Зимка ахнула, как пронзенная, но старик, даже открыв глаза, не видел ее – уставился в пышный навес кровати.
– Ничего, – пролепетала она.
– И вот еще что, – сказал чародей после нового, не столь уже продолжительного молчания. – Ты – гуляй. Чтобы никто не видел тебя дважды в одном и том же платье… – он говорил с трудом, преодолевая себя, усилием воли. – Чтобы толпа ползала у твоих ног… Выезды… драгоценности, узорочье… Пусть послы описывают твои наряды, как дело государственной важности… Ты отблеск моей власти.
– Я обязана тебе всем! – воскликнула Зимка со страстью, которую подсказывал ей только что пережитый испуг. Она бросилась на колени и схватила расслабленную пясть старика. – Разрази меня гром, если я забуду твои благодеяния! Я твоя вещь, твоя ветошка, тряпка у твоих ног… – она принялась слюнявить обезображенные кислотой безжизненные пальцы, укрепляя себя во лжи самой чрезмерностью выражений.
– Пустое это, пустое, – равнодушно отозвался старик. – Иди. Иди, говорю. Столицу не покидай. Я тебе позову.
Прихрамывая от жаркой боли в колене, Зимка двинулась к выходу.

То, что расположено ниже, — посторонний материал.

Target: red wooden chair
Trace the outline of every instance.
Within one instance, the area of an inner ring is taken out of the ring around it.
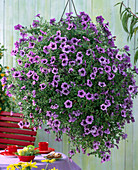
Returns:
[[[0,149],[5,149],[7,145],[18,145],[19,148],[34,145],[36,132],[33,128],[21,129],[18,125],[23,120],[22,116],[21,113],[0,113]]]

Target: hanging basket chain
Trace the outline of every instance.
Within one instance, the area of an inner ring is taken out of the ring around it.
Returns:
[[[76,16],[77,16],[78,14],[77,14],[77,10],[76,10],[75,4],[74,4],[73,0],[71,0],[71,2],[72,2],[72,4],[73,4],[73,8],[74,8],[75,14],[76,14]],[[63,13],[62,13],[61,18],[60,18],[60,21],[62,20],[63,15],[64,15],[64,13],[65,13],[65,11],[66,11],[66,8],[67,8],[67,6],[68,6],[69,3],[70,3],[70,0],[68,0],[67,3],[66,3],[66,5],[65,5],[65,8],[64,8]]]

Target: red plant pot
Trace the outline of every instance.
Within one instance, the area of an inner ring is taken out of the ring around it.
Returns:
[[[32,156],[20,156],[20,155],[18,155],[18,158],[22,162],[30,162],[31,160],[33,160],[35,158],[35,155],[32,155]]]

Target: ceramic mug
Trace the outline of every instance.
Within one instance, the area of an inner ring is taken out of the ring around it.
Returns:
[[[10,153],[13,153],[13,152],[17,152],[17,149],[18,149],[18,146],[17,145],[9,145],[7,146],[7,148],[5,149],[5,152],[10,152]]]
[[[39,142],[39,150],[40,151],[47,151],[48,150],[48,142]]]

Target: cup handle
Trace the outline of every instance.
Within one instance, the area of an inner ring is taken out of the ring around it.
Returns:
[[[6,149],[5,149],[5,152],[7,152],[7,150],[8,150],[8,149],[6,148]]]

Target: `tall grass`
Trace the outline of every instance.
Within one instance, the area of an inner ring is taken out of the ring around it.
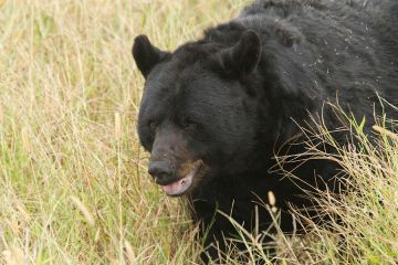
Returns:
[[[146,174],[135,129],[144,81],[130,46],[144,32],[174,49],[248,2],[0,1],[1,264],[198,262],[185,208]],[[396,258],[397,141],[386,141],[383,156],[370,153],[380,163],[377,174],[366,171],[375,186],[362,174],[353,184],[368,193],[338,204],[347,222],[363,229],[349,237],[355,248],[347,255],[366,261]],[[349,169],[363,171],[357,163]],[[373,213],[370,223],[350,215],[356,205],[357,214]],[[339,253],[322,239],[328,244],[322,255]]]

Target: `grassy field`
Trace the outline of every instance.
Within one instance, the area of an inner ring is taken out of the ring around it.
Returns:
[[[185,208],[146,173],[130,46],[145,33],[174,49],[248,2],[0,0],[0,264],[198,263]],[[324,201],[349,224],[334,224],[346,251],[314,229],[304,246],[282,240],[281,263],[305,247],[310,264],[398,261],[398,137],[376,129],[381,149],[363,139],[332,158],[355,176]]]

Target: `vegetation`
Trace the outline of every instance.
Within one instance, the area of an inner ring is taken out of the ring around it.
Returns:
[[[248,2],[0,0],[0,264],[199,263],[186,208],[146,173],[130,46],[145,32],[171,50]],[[398,261],[398,137],[376,127],[375,149],[356,128],[360,148],[329,157],[354,189],[323,199],[344,225],[279,236],[281,263]],[[261,236],[241,233],[266,261]]]

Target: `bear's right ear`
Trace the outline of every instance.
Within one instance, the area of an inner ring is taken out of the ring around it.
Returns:
[[[146,35],[138,35],[133,44],[133,57],[146,78],[149,72],[168,54],[154,46]]]
[[[258,33],[247,30],[239,42],[221,53],[221,65],[229,73],[240,76],[254,71],[261,59],[261,41]]]

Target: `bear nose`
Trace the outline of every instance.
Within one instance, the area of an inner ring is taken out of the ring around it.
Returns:
[[[163,161],[150,162],[148,173],[155,178],[157,184],[167,184],[167,181],[171,179],[171,169]]]

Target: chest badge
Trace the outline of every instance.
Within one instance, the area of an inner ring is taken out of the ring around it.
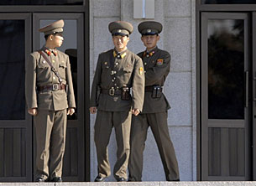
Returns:
[[[158,59],[156,61],[156,65],[159,66],[162,65],[163,63],[164,63],[164,59]]]
[[[143,67],[139,67],[138,69],[138,75],[143,75],[144,73],[144,68]]]

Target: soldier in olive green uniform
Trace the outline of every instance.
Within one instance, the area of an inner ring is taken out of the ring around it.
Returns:
[[[167,110],[170,108],[163,86],[170,72],[170,55],[167,51],[157,48],[159,34],[162,24],[158,22],[141,23],[138,31],[147,48],[138,55],[143,59],[145,70],[145,96],[142,113],[133,117],[129,181],[141,181],[143,169],[143,152],[145,147],[148,128],[150,126],[163,163],[167,181],[178,181],[179,168],[175,149],[169,135]]]
[[[133,26],[118,21],[109,23],[108,28],[115,48],[99,54],[90,102],[91,113],[97,110],[94,127],[98,162],[96,182],[104,181],[111,174],[107,144],[112,127],[118,145],[114,177],[117,181],[126,181],[132,114],[137,116],[142,111],[144,95],[142,60],[126,47]]]
[[[46,44],[26,61],[25,94],[35,127],[37,182],[62,181],[66,118],[75,112],[69,57],[55,49],[62,44],[63,26],[59,20],[40,28]]]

Была глубокая ночь на пороге утра, но Лжевидохин давно уж не различал свет и тьму. Он оставил постель для деятельных занятий. Сначала, пошарив на пыльном, липком столике, он принял одну за другой несколько взбадривающих пилюль, потом с известными предосторожностями поднялся и надел засаленный, с обтрепанными рукавами халат.
В душном логове старика царило невероятное запустение. Никому не доверяя, он не пускал слуг даже для уборки. Обратившийся в Лжевидохина Рукосил давно утратил прежнюю чистоплотность, это достойное свойство выродилось, как и многое другое, ставши своей противоположностью: любовь к порядку обернулась пристрастием к неподвижности, к заплесневелому покою. Ветер перемен унес все, назначенное для украшения, для радости, а уцелело главное – страсть к власти, единственное, что связывало его с жизнью. Дряхлый чародей забыл то, что воодушевляло его на пути к цели, что облекало страсть в красивые и пышные одежды: ветер судьбы совлек покровы, и обнажилась закаменевшая, затвердевшая суть – скелет вместо живой плоти.